Clovis Darrigan est maître de conférences en chimie et chargé de mission culture scientifique et technique à l’Université de Pau et des Pays de l’Adour et un habitué des actions de vulgarisation, notamment à travers son site scienceamusante.net et l’association Anima-Science. Le passage à l’année 2010 lui a inspiré quelques réflexions, qu’il se propose de partager avec nous.
2010. À la vue de ce nombre, les amateurs de science-fiction pourraient, pourquoi pas, penser à l’œuvre d’Arthur C. Clarke, la tétralogie de l’Odyssée de l’espace : 2001: A Space Odyssey (1968) ; 2010: Odyssey Two (1982); 2061: Odyssey Three (1988) ; 3001: The Final Odyssey (1997).
Vous vous souvenez sûrement de 2001 Odyssée de l’espace, le film de Stanley Kubrick, à l’ambiance étrange et expérimentale, parfois même hermétique. Sa bande originale a fait que l’on ne peut plus écouter Ainsi parlait Zarathoustra (écouter) sans avoir en tête des images d’Hommes préhistoriques découvrant le feu et l’outil, ou Le Beau Danube bleu (écouter) sans imaginer un astronome en scaphandre évoluant dans l’espace, relié par un maigre cordon ombilical à son vaisseau mère… 2010 l’Année du premier contact est la suite de 2001.
Dans 2001, on se souvient aussi de l’ordinateur de bord, HAL 9000, doté d’une intelligence artificielle, de mémoires holographiques, d’une voix calme et douce, des sens (vision, audition), capable de lire sur les lèvres grâce à son œil rouge, sombre et rond, intrigant et pesant. Il gère l’ensemble du vaisseau, prend des décisions et… se trompe.
Alors en 2001, dans le monde réel, a-t-on pu construire un tel ordinateur ? Non, mais on s’y approche.
- En 2001, les mémoires holographiques n’étaient encore que des prototypes dans les laboratoires d’optique, des curiosités de l’optique non-linéaire où le laser imprime dans le support transparent une variation locale de l’indice de réfraction, laquelle peut ensuite être lu par un autre laser. En 2010 ces mémoires sont commercialisées et peuvent stocker jusqu’à 1,6 téraoctets sur une cartouche, soit l’équivalent de 240 DVD.
- En 2001, les ordinateurs étaient capables de battre des champions de jeu d’échecs. À cette époque les plus puissants ordinateurs calculent un milliard d’opérations par seconde (cadence de 1 GHz). La « loi de Moore » reste valable mais, à partir de 2004, on butte sur un mur technologique : la miniaturisation des processeurs atteint une limite. La photolithographie ne permet pas de « graver » plus finement le silicium.
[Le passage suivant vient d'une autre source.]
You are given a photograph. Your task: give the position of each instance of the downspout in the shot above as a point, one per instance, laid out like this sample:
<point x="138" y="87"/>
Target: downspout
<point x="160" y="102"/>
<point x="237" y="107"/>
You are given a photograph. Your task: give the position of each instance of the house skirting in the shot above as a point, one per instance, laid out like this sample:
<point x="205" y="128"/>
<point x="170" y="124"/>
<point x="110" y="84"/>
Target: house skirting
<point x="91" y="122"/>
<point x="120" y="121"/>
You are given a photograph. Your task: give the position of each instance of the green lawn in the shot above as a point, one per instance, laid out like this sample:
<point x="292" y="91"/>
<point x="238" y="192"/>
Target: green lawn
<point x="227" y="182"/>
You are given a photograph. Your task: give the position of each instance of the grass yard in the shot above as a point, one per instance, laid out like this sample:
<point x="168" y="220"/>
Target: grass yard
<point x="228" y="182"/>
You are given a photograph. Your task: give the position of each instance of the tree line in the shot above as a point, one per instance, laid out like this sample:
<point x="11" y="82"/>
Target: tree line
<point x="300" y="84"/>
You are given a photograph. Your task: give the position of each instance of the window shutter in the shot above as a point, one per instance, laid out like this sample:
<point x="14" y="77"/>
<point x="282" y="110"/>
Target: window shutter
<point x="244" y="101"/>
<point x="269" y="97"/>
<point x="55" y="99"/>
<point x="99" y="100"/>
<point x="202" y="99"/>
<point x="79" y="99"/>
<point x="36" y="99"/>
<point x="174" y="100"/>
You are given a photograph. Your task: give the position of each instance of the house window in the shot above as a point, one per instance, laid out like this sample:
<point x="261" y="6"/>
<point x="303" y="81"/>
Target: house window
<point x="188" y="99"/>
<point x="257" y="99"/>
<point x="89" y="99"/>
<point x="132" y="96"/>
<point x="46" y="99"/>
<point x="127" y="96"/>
Une autre limite pointe son nez : le comportement quantique de la matière à l’approche des dimensions atomiques, qui risquerait d’induire un bruit parasite dépassant le signal électronique. En 2010, la barre des 5 GHz est surtout atteinte grâce aux ordinateurs à architecture parallèle, où les calculs sont répartis sur plusieurs processeurs et ordinateurs en réseau. On annonce aussi une révolution informatique : l’ordinateur quantique, justement, dont les bits ne seraient plus des 0 ou 1, mais des 0 et 1 mélangés (les qbits).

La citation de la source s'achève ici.